The step sequencer allows up to 16 steps to be edited in real time, then held and transposed by the keyboard.
Finally, I added some randmising features that cause the sequence or arpeggio to randomly jump to a new note, octave, or reverse direction. The randomness is adjustable from always to never, and the random number generator can be re-seeded at regular intervals to create repeating complex pseudo-random sequences... just from holding down a few notes.
I added a keyed portamento feature by shorting the portamento capacitor with a back-to-back MOSFET pair (solid state relay) switchably driven from the gate signal. This means that you can glide slowly when a key is already held, but the pitch jumps instantly when single notes are played. This is more playable than glide on every note I think.

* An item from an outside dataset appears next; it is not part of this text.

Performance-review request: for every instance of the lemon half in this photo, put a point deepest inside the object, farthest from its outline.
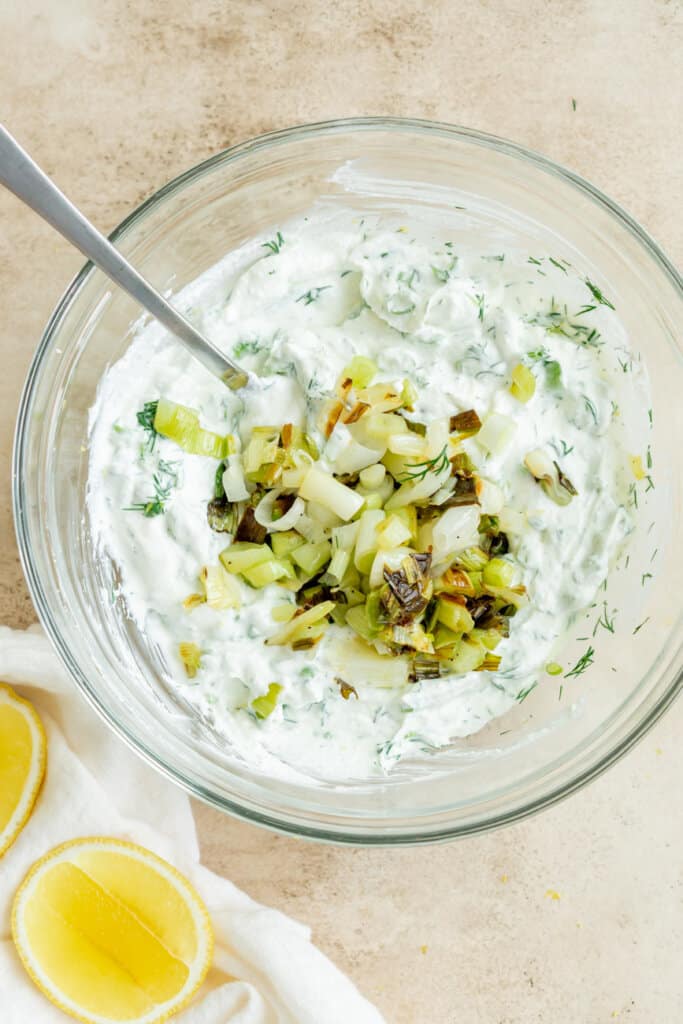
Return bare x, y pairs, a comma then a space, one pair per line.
110, 932
23, 759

The PWM is simply an op-amp comparing Osc2 sawtooth with a control voltage, a mix between ASR and Velocity CV. The resulting square wave is also the carrier for the ring modulator.
The ring mod is using a spare LM13700, using a circuit from its data sheet. The modulator is Osc1.
I added a switch to disconnect Osc1 from the pitch CV, fixing it - this is useful with the ring mod.
I added a pot and switch to mix in some of Velocity CV or ASR to the pitch of Osc1, allowing frequency sweeps and LFOs, for classic Vangelis and spaceship sounds.
I added an opamp mixer, with PWM, Oscillators, Ring Mod and External mixed together before the filters.
The external input can be mixed with the oscillators (good for noise from an AM radio) or used like an insert effect - great for adding distortion before the filter.